Asking the right question — advice for beginning data scientists

Mr Data Insight
3 min readOct 5, 2018

--

Enthusiastic new data scientists often wonder how they can improve their models, which fancy programming language they should focus on, or how many layers they need for a deep neural network. These are all valid concerns, but hardly the most important things to worry about when you are just starting out. Not only in the beginning, but through your entire career, the most important aspect of modelling is actually the value proposition: does it make sense to spend time and resources on a given business problem?
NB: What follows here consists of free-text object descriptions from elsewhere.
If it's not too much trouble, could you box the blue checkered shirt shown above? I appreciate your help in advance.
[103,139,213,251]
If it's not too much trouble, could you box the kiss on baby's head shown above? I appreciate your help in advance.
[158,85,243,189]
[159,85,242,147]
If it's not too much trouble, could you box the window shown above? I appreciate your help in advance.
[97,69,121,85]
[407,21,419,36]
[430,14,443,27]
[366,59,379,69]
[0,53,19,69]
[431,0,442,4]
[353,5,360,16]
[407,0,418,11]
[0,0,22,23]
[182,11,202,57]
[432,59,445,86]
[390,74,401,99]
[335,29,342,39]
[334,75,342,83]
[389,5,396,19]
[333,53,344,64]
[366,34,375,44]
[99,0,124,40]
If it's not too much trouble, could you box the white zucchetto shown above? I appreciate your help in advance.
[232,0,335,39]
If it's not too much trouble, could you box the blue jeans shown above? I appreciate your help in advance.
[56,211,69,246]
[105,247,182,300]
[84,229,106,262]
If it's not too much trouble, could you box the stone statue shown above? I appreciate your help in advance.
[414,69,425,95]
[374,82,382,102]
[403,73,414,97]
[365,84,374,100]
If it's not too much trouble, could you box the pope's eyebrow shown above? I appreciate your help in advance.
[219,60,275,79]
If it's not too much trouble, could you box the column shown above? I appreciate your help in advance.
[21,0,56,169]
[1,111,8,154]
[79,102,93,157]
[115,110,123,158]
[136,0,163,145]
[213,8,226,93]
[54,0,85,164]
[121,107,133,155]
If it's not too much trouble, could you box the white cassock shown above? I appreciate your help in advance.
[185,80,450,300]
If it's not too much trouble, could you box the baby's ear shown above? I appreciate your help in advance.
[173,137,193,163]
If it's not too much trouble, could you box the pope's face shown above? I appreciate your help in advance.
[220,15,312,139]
Part of the equation is defining what you are actually trying to model and what you expect to achieve. Classic business cases such as ‘which customer will churn’, ‘what is the expected price for this house’ or ‘how many clients will buy this product’ all have one thing in common: the end goal of the business is not knowing that exact number, the end goal is optimizing revenue and to do that, they will use your model output to guide business decisions.

You are not alone

At this point I like to refer to my favorite quote from the Netflix series ‘Lost in Space’:

Information does not exist in isolation. There’s consequences. Context.

Your model will always be used in context. It is important to know which context. Your model is not the end goal, there is always a reason for its existence.

From context understanding to asking the right questions

So why do you need to know the context: to ask the right question. I shall clarify this point with a few examples.

Lets say you want to predict housing market prices, why? Do you want to buy low to sell high and become a realtor? In that case the question you should be modelling is the difference between how high you can expect this house to sell and the actual price you expect to buy this house for right now (hopefully before this house enters the real estate public market).

Or do you just want a house to live in yourself? Perhaps you value a garden and a close proximity to public transport. In that case you should model a cost function which takes into account the ratio of the expected price and how well it matches your preferences. Note that in this case, the actual housing price accuracy becomes less strict.

Or you could try to cluster an entire city into lower-class, middle-class and upper-class streets. In this case, the actual value of the house doesn’t even matter anymore, you only need to categorize them into buckets or clusters.

Conclusion

By asking the right question, you can make your model work better in the overall business context. When the question you were trying to solve closely matches the context your model will be used in, the overall performance will be so much better than if you invested a lot more resources into getting an absolute perfect model that models the wrong question.

As a side benefit, if you can reduce the accuracy requirements, you may get away with smaller datasets and use the free time you gain for doing other experiments

Happy modelling!

--

--